ABB, a multiple reporting award-winner, was found to have overstated its sulphur oxide emissions by a factor of 1,000 for seven years, during which time it won many of its accolades. Meanwhile, Ford managed to both halve and double its water consumption in the same year (2006). What is perhaps more shocking than the errors themselves is the fact that no one spotted them for a long time.

These examples are now a few years old, and the quality of data and of reporting has, in general, improved markedly. In part, this is due to the growing importance that is attached to a firm’s performance on these issues.

Carbon is now priced in a growing number of global markets and is soon to be subject to mandatory reporting in the UK. Investors are slowly integrating critical social and environment issues into their investment models. Bloomberg, for example, now provides data on more than 120 ESG (environmental, social and governance) indicators for about 5,000 publicly-listed companies worldwide.

While there is no doubt that better quality data are more readily available, for many mainstream investors interest remains fleeting and is often limited to one or two critical issues, such as safety in the mining industry and carbon emissions in power generation.

This is particularly true for investors with short-term investment horizons. If an investor intends to hold a firm’s shares for a matter of months – the average holding period on the London Stock Exchange is around seven months – then most ESG issues would be considered irrelevant.
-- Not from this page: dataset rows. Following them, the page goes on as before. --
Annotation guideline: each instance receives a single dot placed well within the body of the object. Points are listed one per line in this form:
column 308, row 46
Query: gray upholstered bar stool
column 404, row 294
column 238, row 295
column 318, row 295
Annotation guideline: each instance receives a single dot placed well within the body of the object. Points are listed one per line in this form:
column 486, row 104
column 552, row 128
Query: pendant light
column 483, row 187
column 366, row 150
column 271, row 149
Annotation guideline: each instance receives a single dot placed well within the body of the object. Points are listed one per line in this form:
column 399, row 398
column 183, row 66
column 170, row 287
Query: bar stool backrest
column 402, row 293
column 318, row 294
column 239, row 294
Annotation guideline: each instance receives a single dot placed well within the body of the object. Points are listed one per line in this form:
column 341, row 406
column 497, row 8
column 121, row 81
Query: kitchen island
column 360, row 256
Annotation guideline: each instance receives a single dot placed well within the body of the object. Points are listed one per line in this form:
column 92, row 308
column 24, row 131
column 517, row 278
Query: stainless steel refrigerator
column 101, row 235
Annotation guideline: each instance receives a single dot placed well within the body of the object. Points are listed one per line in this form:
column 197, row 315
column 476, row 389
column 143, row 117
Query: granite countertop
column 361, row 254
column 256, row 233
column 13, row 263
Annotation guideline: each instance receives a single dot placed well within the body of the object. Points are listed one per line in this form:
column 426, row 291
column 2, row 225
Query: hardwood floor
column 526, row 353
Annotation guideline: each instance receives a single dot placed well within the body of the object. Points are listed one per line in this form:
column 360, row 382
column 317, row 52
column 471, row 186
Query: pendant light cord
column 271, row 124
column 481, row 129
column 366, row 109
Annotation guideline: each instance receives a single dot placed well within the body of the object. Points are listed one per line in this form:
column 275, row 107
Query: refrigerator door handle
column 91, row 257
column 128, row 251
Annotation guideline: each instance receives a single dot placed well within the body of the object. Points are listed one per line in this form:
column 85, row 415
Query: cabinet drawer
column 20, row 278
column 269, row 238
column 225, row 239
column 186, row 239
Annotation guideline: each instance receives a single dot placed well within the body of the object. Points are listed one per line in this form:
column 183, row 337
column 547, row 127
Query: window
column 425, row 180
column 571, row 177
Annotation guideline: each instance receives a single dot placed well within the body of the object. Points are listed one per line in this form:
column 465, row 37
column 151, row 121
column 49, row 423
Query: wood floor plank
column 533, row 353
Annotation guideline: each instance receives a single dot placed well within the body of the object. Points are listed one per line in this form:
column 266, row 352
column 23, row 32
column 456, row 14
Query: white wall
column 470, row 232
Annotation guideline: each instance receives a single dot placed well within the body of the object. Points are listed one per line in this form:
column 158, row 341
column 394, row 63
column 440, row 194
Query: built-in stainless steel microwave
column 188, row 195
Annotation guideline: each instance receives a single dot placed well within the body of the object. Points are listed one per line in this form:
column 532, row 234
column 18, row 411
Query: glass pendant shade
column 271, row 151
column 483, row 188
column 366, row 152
However, for investors with longer-term investment plans these issues become more important.

Taking the long view

When a shareholding lasts for more than three or four years several factors – including a firm’s relationships with its stakeholders (regulators, employees, suppliers and local communities) and its operating expenses (energy, productivity, raw material use) – become critical in understanding whether it will create value.

Unfortunately, sustainability reports rarely address ESG issues in this way. This is largely because the audience for these reports is almost never clearly defined. In reality, they are a “catch-all” document designed for everybody and nobody.

That is not to say that no-one is interested, more that the report format is the wrong way to communicate sustainability data. Instead companies should disseminate this information through existing channels that make sense to the end user. For example, they could use marketing and advertising to connect sustainability credentials to customers; compliance submissions with regulators; procurement codes with suppliers; and annual financial reports with investors.

Efforts by the International Integrated Reporting Council to develop a global reporting framework are, at least from an investment perspective, particularly critical. The draft framework (consultation ends on 15 July) defines the key parameters of what corporate reporting, sustainability or otherwise, should look like. It focuses on communicating how organisations create long-term value in terms of financial, human, societal and natural capital.